6 Reasons Why SIEM Implementations Fail



With cyber security being such an important issue these days, many companies are investing in SIEM (Security Information and Event Management) technology for real-time analysis of security alerts. But if companies don’t step into the SIEM world with the right expectations — and follow through and use the technology properly — their investment may fail to deliver any real benefits. They may end up abandoning SIEM altogether, out of sheer frustration.

Jeff Mullarkey, CEO and co-founder of RKON, a leading IT managed services provider with expertise in cloud, emerging and advanced technologies, cites six reasons why so many SIEM implementations fail and what companies can do to prevent this from happening:

1. Thinking SIEM is a panacea to solve all security challenges right from the start

The first thing that’s often discovered when SIEM is implemented is how complex network operations actually are—and how many overlapping systems and conflicts are involved. This typically creates such an abundance of alerts that the projects are either abandoned or the output is ignored.

It’s best to look at SIEM as a tool for continual process improvement—not a final destination but rather a reasonable starting point that will need to evolve with an organization’s security needs over time. A one- to three-year window is a realistic timeframe for an organization to move from a basic “compliance” posture to more complex “security watchdog” capabilities.

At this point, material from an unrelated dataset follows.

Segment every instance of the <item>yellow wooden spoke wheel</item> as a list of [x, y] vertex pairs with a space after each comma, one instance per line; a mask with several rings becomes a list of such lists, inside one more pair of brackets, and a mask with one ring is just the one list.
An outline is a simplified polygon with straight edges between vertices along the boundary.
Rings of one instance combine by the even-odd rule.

2. Failing to grasp the technical challenges involved with SIEM technology

Organizations simply assume that SIEM will work easily and automatically right “out of the box.” They overlook—or underestimate—the technical complexities involved.

3. Not understanding the level of cooperation that’s required for SIEM deployment

For SIEM to work effectively, the entire organization needs to work together to address the following:

  1. Application development
  2. Patch management and change control in all departments
  3. Access control in all departments
  4. Server and authentication team
  5. Security infrastructure team
  6. Network team
  7. Storage team
  8. Audit and compliance
  9. Necessary changes in organizational IT roles and responsibilities

4. Not committing sufficient time and resources to system maintenance

Every time a system is patched or modified, there’s a good chance that the SIEM will either stop working or require “reintegration.” The SIEM team must be fully integrated into the organization’s operational workflow and change control—and should have influence over the architecture and design. This helps ensure that the systems are designed and implemented to standard and executed in a way that allows the SIEM solution to measure and report on them.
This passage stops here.